2. Aux termes de l'article L. 313-11 du code de l'entrée et du séjour des étrangers et du droit d'asile alors en vigueur : " Sauf si sa présence constitue une menace pour l'ordre public, la carte de séjour temporaire portant la mention " vie privée et familiale " est délivrée de plein droit : / (...) 7° A l'étranger ne vivant pas en état de polygamie, qui n'entre pas dans les catégories précédentes ou dans celles qui ouvrent droit au regroupement familial, dont les liens personnels et familiaux en France, appréciés notamment au regard de leur intensité, de leur ancienneté et de leur stabilité, des conditions d'existence de l'intéressé, de son insertion dans la société française ainsi que de la nature de ses liens avec la famille restée dans le pays d'origine, sont tels que le refus d'autoriser son séjour porterait à son droit au respect de sa vie privée et familiale une atteinte disproportionnée au regard des motifs du refus, sans que la condition prévue à l'article L. 313-2 soit exigée. L'insertion de l'étranger dans la société française est évaluée en tenant compte notamment de sa connaissance des valeurs de la République (...) ".

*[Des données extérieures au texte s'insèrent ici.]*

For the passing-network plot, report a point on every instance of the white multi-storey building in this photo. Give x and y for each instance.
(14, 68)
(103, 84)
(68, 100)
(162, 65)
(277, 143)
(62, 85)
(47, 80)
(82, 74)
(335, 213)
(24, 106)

3. Il ressort des pièces du dossier que M. E... s'est marié le 8 novembre 2014 à Tours avec une ressortissante algérienne titulaire d'un certificat de résidence algérien de dix ans valable jusqu'au 13 avril 2025. De cette union sont nés trois enfants les 25 avril 2014,

13 juillet 2015 et 26 mai 2018. Il résulte des pièces du dossier que le requérant réside avec son épouse et ses enfants à F.... Si le requérant a été séparé de son épouse entre le

20 mars 2015 et le 13 novembre 2015, cette séparation n'est que la conséquence de la décision portant obligation de quitter le territoire français prise à son encontre le 29 décembre 2014 et à laquelle l'intéressé a obtempéré. Si le couple a connu, par ailleurs, une séparation de fait entre le 1er mai 2016 et le 9 octobre 2016, il résulte du document intitulé " historique allocataire conjoint ", établi par la caisse d'allocations familiales Touraine concernant la situation de Mme B... E..., que la vie maritale a repris à compter du 10 octobre 2016. L'administration n'établit pas que la communauté de vie aurait été, depuis, interrompue jusqu'à l'intervention de la décision contestée. Au demeurant, un troisième enfant du couple est né, comme il a été précisé ci-dessus, le 26 mai 2018, de nature à établir l'intensité des liens unissant le couple. Il résulte des mêmes pièces du dossier, notamment des factures délivrées par l'établissement scolaire fréquenté par les deux premiers enfants et de l'attestation émise par un médecin généraliste que M. E... participe à l'éducation et à l'entretien de ses enfants. A..., compte tenu de sa situation administrative, M. E... n'était pas autorisé à travailler en France, de sorte qu'il ne peut justifier de revenus propres, il est constant qu'il a suivi un stage en formation " " préparation à l'installation " en juillet 2018 puis s'est déclaré

micro-entrepreneur pour une activité de peinture décoration à compter de ce même mois, témoignant de sa volonté d'insertion dans la société française. Dans ces circonstances spécifiques, le préfet d'Indre-et-Loire, en refusant de délivrer au requérant un titre de séjour, a porté à son droit au respect de sa vie privée et familiale une atteinte disproportionnée par rapport aux buts en vue desquels cette décision a été prise, en méconnaissance des dispositions précitées du code de l'entrée et du séjour des étrangers et du droit d'asile. Par suite, M. E... est fondé à en demander l'annulation.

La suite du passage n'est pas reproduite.